Он пришёл в себя на койке парохода, который увозил его от этого проклятого берега; потом (вспышки сознания пробивались изредка из мрака, и снова возвращался мрак) он очнулся в больнице в Неаполе, после тяжёлой операции. Помимо сломанного бедра, у него оказался ещё пролом черепа и сотрясение мозга. Он не помнил прошлого, совсем не помнил. Вместе с проблесками сознания к нему вернулись тоска и боль. Но он не знал, откуда они, почему они окутывают его, точно тёмное облако. Он был не в силах связать воедино и двух мыслей; он мучительно старался пролить свет на прошедшее и трепетал, что свет прольётся… Всё произошло внезапно. Облако рассеялось. Он услышал тоненький плач Сибиллы. И закричал:
— Дочка!
Он попытался подняться, но лубки не пустили, и он ударился о стену. Сиделки держали его за руки. А он всё звал:
— Дорогие мои! Я здесь! Иду, иду! Да где же вы?
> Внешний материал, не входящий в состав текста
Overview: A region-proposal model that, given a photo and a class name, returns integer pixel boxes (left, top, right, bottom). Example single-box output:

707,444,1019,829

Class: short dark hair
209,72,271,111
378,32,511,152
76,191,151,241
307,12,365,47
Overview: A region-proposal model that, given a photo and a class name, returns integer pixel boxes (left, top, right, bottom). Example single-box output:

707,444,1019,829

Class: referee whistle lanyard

Его пытались успокоить. Ему удалось восстановить в своём мозгу последние мгновения перед катастрофой, он умолял, чтобы ему сказали, где все остальные; он ждал — сейчас ему скажут, что их спасли. Перечить ему не решались; его успокаивали неопределёнными, туманными фразами, которым он не верил, но требовал, чтобы их повторяли вновь и вновь, иначе он не мог жить, а, вопреки ему самому, безотчётный эгоизм заставлял его жить. Но через несколько дней — дней, когда он в молчании, в ужасе, взвешивал каждое сказанное ему слово, каждый подмеченный им взгляд и свои собственные воспоминания, — он умоляюще взглянул на врача, склонившегося над ним (он знал его раньше, врач тоже был уроженец Юга, и его семья встречалась с семейством Кьяренца):
— Я знаю, знаю… Я вас не спрашиваю о том, кого я потерял… Я спрашиваю вас только о том, кто у меня остался?
Такую безграничную жалость прочёл он во взоре врача, что, весь сжавшись от леденящего ужаса, вцепился в сильную руку, лежавшую на краю кровати, и крикнул:
— Нет! Остался же кто-нибудь… Кто?.. Скажите мне — кто?
Врач нагнулся и поцеловал его. Этот поцелуй словно вторично столкнул Бруно в бездну. И со дна её он закричал, рыдая:
— Зачем, зачем вы меня спасли?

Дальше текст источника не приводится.